Rebuttable Presumptions: These refer to those presumptions which are regarded as good quality evidence and until proven contrary they do not lose their quality. They do not easily measure the degree of the presumption as they only are legitimate presumptions unless proven incorrect.

The best example is the offenses of matrimonial offenses as in these type of offenses the chances of getting evidence is low. Thus the essence of presumption in these cases is important. There are three such provisions essential to matrimonial offenses and are as follows:

Section 112- A Legitimate Proof is Birth During Marriage

Section 113A- A Legitimate Presumption is the death of a woman who is married and is termed of abetment of a suicide woman in 7 years of marriage.

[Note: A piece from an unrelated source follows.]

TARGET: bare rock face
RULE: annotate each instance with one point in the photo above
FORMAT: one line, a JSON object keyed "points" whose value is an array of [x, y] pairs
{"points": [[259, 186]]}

Section 113B- A Legitimate Presumption is the death of a woman within 7 years of marriage regarding dowry

  • Irrebuttable Presumptions of Law:

Irrebuttable Presumption- Such presumptions cannot be challenged as conclusive proof and no requirement of additional evidence is required.

  1. Mixed Presumptions-

Mixed presumptions are a combination of both Presumptions of Fact and Presumptions of Law.

In the English Legal System, the mixed presumption is only found in the statutes which deal with Real Property. However, in The Indian Legal System, these presumptions are specifically mentioned and the statute which deals with them is the Indian Evidence Act.

Mixed Presumptions have different provisions when the court exercises its discretionary power when it raises presumptions with the help of Principles of Conclusive Proof, May Presume, and Shall Presume.

Principles of Conclusive Proof May Presume and Shall Presume

  1. Conclusive Presumptions refer to those presumptions which are not fully created based on logic but also on the credence that these presumptions are needed for the welfare of society in general. The law has full unquestioned power and does not allow the conclusive presumptions to be questioned and challenged even if the presumption on which conclusive proof is based is questioned and challenged.
  2. May Presume is a situation when the court can apply the power of discretion and presume any facts/facts and recognize it to be a proven one or can also ask for evidence of a confirming nature to check or re-check the presumption set by it. It is governed by Section 4 of the Indian Evidence Act and it can be disapproved by the other party. It is not a branch of Jurisprudence.
  3. The Shall Presume signifies a strong claim or aims to determine any fact. It is governed by Section 4 of the Indian Evidence Act where the notion of shall presume is also known as Rebuttable Presumption of Law/ Obligatory Presumption/ Artificial Presumption. The Court does not have discretionary power in this case but regards the facts as proved until disapproved. It is a branch of Jurisprudence.

Conclusion

Thus we can see that the Indian Legal System relies upon presumptions that help to give judicial decisions in a better manner. These presumptions are classified into Presumptions of Law, Presumptions of Fact, and Mixed Presumptions. The Court also has the power which is discretionary to decide where a presumption would lie in Law/Fact/ Mistake respectively. To decide this the courts take the help of the Principles of Conclusive Proof, May Presume, and Shall Presume.

A stark difference between English Law and Indian Law, concerning mixed presumptions, is that while in the case of the former, mixed presumptions lie only in real property statutes, and in the case of the latter, they are specifically mentioned in the Indian Evidence Act and governs all types of cases.